Thursday, May 7, 2015
John Goldberg and Henry Smith at Harvard have geared up a new blog dedicated to private law, in the process generating questions from Matt Bodie and Steve Bainbridge, among others, about the definition of private law.
I need to be careful here because I am close to invoking the W word (Austin Sarat told me once it was a Woody Allen like moment when I just happened to pull "Philosophical Investigations" out of my briefcase at a conference, so I'm going simply to post a picture.)
First, I'm a definition skeptic. Creating definitional baskets and stuffing things in them is a professional and parlor game for lawyers (e.g., is something a sport or a game?). The question is whether the language in which definitions are cast sufficiently cuts reality at the joints to be helpful in any situation where we really don't have to decide if it's in or out. The law, of course, is full of in-or-out situations. Is it a security or isn't it? Is she a resident of Massachusetts or isn't she? But is it helpful here other than a heuristic (and probably a useful one) for the stuff that interests the bloggers? What counts as private law more likely bears significant family resemblances to public law than is something capable of crisp distinction.

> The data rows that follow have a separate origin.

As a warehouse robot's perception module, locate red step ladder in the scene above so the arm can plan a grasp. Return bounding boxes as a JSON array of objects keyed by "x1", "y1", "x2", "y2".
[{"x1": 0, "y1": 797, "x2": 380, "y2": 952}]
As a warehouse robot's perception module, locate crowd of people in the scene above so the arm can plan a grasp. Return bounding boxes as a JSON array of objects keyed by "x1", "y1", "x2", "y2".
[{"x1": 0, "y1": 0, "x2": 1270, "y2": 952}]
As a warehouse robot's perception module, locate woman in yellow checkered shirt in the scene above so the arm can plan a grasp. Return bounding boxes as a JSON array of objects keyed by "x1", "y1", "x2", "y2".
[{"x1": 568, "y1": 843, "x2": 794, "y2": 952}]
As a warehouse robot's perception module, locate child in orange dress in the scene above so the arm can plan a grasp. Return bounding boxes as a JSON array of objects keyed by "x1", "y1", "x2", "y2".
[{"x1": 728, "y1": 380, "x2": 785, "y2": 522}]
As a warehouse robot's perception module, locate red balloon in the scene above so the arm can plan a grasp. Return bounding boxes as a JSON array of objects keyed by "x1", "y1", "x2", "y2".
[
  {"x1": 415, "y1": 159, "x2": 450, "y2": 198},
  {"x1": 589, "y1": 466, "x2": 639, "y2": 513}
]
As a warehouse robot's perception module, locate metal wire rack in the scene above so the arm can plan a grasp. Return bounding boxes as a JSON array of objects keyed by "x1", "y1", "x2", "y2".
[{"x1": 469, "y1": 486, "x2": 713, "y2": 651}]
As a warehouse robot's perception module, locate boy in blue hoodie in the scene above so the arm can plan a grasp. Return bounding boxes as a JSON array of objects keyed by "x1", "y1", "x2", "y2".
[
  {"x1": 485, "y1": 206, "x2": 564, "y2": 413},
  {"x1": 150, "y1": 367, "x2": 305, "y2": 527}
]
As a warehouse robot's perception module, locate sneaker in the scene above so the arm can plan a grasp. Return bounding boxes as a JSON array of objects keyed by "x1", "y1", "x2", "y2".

Second, and more significantly, I think "private law" is an oxymoron when you actually parse it, as opposed to using it as a quick-and-dirty category. The guy I pictured above is famous for, among other things, observing that there are no private languages. What that means is that for us to communicate at all, we are incorporating an objective world into our own subjective thoughts. In the area of "private law" I think about the most, it's a lawyer's conceit to believe that the contract IS the deal, except in the simplest of circumstances. As I've written in the past, the essence of turning an inter-personal relationship into a contract is to objectify it; once you've done that, and turned either to a community standard or a third party to interpret your agreement, it isn't private anymore.